A Lucía le encantaban las violetas. Tranquilas, delicadas, con pétalos del color de la noche. Eran su único consuelo en una casa donde el amor se había extinguido hacía tiempo. Tras la muerte de su madre, su padre se casó rápidamente por segunda vez, con una mujer alta y corpulenta que siempre dejaba tras de sí una estela de perfume intenso mezclado con olor a chuletas.
La madrastra no gritaba, era una mujer poco conflictiva. Martina actuaba en silencio, metódica y despiadadamente, como un cirujano que durante una operación corta todo lo innecesario. Y Lucía fue desapareciendo poco a poco: primero de las fotografías, luego de los recuerdos y, más tarde, de la casa.
En su habitación, cuyas ventanas daban al viejo olivar, rara vez entraba el sol, pero a las violetas les gustaba y florecían casi todo el año. Normales, semidobles, dobles, estrelladas... siempre habían sido y seguían siendo su consuelo. Ese día estaban en el alféizar de la ventana, con los pétalos cerrados, como testigos silenciosos. Un día, la madrastra trajo unos documentos. «Hay que firmarlos. Son para el Banco Santander», dijo Martina. Lucía estaba moralmente agotada, así que firmó en silencio. Y una semana después, la madrastra simplemente la echó. Sin explicaciones, sin dinero, con una pequeña maleta con ruedas.

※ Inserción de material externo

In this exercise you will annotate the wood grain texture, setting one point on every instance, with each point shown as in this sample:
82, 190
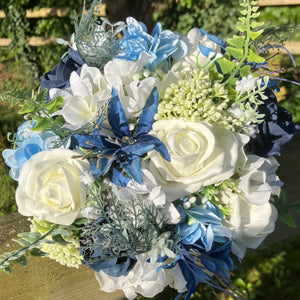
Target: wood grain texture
44, 279
278, 2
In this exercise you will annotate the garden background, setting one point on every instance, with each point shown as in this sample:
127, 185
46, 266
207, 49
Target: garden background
271, 272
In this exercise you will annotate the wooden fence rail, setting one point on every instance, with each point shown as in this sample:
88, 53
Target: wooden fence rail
278, 2
293, 47
45, 279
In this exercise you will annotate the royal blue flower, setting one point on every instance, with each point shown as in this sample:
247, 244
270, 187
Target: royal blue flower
121, 149
161, 45
59, 76
204, 247
276, 130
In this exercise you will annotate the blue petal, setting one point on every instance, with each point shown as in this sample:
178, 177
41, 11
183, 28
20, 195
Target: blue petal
214, 39
138, 149
204, 50
208, 238
133, 169
116, 116
146, 118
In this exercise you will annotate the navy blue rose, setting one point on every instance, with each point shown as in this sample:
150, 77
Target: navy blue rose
59, 76
276, 130
98, 259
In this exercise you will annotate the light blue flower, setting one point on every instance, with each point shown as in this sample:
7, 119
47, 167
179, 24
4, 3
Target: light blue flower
28, 143
161, 45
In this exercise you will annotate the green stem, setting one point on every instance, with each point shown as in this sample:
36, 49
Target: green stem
246, 46
27, 248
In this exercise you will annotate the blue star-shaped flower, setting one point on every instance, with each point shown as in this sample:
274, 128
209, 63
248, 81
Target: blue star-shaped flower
123, 149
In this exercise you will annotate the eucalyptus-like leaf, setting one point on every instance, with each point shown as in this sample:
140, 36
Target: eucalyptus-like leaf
60, 240
237, 41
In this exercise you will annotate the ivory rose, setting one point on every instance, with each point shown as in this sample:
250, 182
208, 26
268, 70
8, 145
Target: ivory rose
201, 155
258, 180
50, 186
144, 279
250, 224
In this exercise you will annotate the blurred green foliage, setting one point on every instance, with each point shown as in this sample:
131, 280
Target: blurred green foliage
182, 15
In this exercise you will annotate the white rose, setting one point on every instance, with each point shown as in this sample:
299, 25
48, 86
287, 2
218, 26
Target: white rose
201, 155
50, 186
258, 180
249, 224
195, 57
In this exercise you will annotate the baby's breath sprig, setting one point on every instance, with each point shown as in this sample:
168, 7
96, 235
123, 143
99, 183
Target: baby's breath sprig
240, 47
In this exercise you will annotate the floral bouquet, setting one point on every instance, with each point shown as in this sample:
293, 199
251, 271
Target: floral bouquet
150, 157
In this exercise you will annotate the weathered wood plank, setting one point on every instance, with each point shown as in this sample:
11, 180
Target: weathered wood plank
44, 278
278, 2
47, 280
54, 12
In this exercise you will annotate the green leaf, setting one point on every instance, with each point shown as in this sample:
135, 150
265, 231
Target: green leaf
37, 252
226, 65
255, 24
241, 27
60, 240
7, 270
22, 260
81, 221
45, 228
61, 232
236, 41
54, 105
255, 34
236, 53
253, 57
21, 242
285, 216
245, 71
283, 211
41, 123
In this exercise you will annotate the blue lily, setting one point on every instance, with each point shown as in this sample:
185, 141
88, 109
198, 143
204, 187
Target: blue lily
123, 150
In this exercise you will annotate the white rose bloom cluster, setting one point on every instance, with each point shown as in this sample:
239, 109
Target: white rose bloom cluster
50, 187
201, 155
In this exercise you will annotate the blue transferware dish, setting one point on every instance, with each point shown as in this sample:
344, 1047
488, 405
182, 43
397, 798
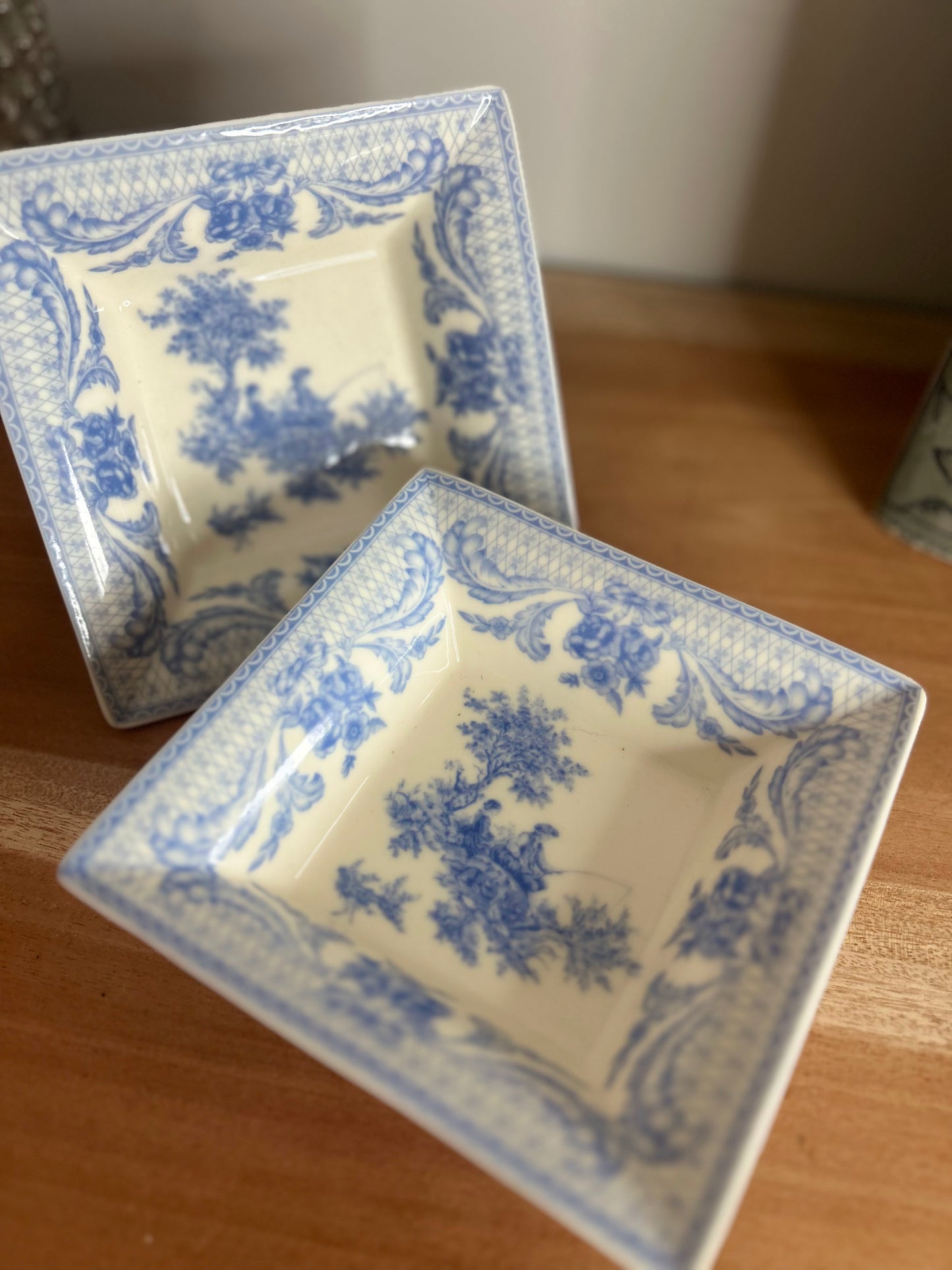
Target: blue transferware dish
224, 349
545, 846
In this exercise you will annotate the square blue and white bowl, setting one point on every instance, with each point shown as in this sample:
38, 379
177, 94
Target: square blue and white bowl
224, 349
545, 846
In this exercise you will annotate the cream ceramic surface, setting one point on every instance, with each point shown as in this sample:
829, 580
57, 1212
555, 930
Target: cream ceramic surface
545, 846
223, 351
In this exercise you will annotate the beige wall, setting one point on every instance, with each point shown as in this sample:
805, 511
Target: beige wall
793, 142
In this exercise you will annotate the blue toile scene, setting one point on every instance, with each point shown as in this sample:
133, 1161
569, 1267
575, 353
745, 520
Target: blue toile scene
493, 878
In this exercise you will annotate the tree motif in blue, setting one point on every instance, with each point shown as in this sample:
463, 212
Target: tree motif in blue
479, 368
495, 879
248, 205
324, 709
617, 641
217, 322
362, 889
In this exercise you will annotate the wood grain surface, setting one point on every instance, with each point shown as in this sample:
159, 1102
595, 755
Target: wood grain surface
739, 440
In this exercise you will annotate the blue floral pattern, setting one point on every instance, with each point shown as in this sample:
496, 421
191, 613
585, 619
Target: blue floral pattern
248, 205
480, 368
642, 1157
497, 879
165, 206
324, 701
619, 638
743, 916
362, 889
97, 455
217, 322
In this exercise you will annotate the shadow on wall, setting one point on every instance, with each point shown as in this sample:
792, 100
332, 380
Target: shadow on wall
854, 164
174, 90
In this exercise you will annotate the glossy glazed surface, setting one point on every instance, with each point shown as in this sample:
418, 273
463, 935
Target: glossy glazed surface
223, 351
545, 846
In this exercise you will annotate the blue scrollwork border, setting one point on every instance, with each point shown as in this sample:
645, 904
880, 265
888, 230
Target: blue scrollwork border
263, 196
311, 1024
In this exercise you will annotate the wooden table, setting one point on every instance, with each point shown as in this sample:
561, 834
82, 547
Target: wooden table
738, 440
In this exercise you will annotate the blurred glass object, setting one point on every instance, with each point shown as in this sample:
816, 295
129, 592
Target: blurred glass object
34, 107
918, 502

Lucía vagaba por la ciudad, pero empezó a llover y se vio obligada a entrar en una pequeña cafetería para tomar un té caliente. Allí olía a bollos y moca. Se sentó en una mesa en un rincón y miró por la ventana, tras la cual llovía a cántaros. Sobre la mesa había una maceta con una violeta, lo único que había podido llevarse. La camarera que le trajo el té se quedó maravillada con la flor y le advirtió que pronto se verían obligados a pedirle a Lucía que abandonara el local. Pero cuando le preguntó si había habitaciones económicas para descansar, asintió con la cabeza.
Al subir al segundo piso, a la habitación, la joven, llorando, se dejó caer sobre la cama. Esa noche no durmió. Sacó su ordenador portátil y lo encendió. Sus dedos se deslizaron por el teclado, abriendo el correo electrónico. En el correo había un único mensaje sin leer. Y, por extraño que parezca, era de su padre: «Si estás leyendo esto, significa que ella ha hecho lo que yo temía. Pero te he guardado algo. Eres más fuerte de lo que pareces». A continuación, había unas breves instrucciones sobre cómo encontrar y recuperar los ahorros de su padre.
Después de desenterrar con cuidado la violeta, Lucía empezó a remover la tierra. Bajo las raíces había una pequeña cápsula de plástico hermética. Dentro había una nota escrita a mano con contraseñas y una memoria USB. Conectó la memoria USB. En la pantalla apareció el acceso a la cartera criptográfica y en el saldo había más de un millón de dólares en USDT.
En otra carpeta había un archivo oculto y protegido con contraseña: vídeos, documentos y grabaciones de conversaciones. Todas ellas eran con su madrastra, como prueba de sus delitos: amenazas, falsificación de firmas, retirada de fondos de las cuentas bancarias de la empresa.
Lucía ya no dudó más. Acudió a un abogado, a la policía y a los periodistas. Cuando comenzó la investigación, su madrastra lo negó todo. Pero las pruebas eran irrefutables y Martina fue arrestada. El juicio duró mucho tiempo. Pero Lucía aguantó.
Un año después, regresó a su casa. Estaba vacía, pero ya no era fría. Puso una violeta en el alféizar de la ventana. La misma que había guardado en silencio el secreto de sus padres. Floreció.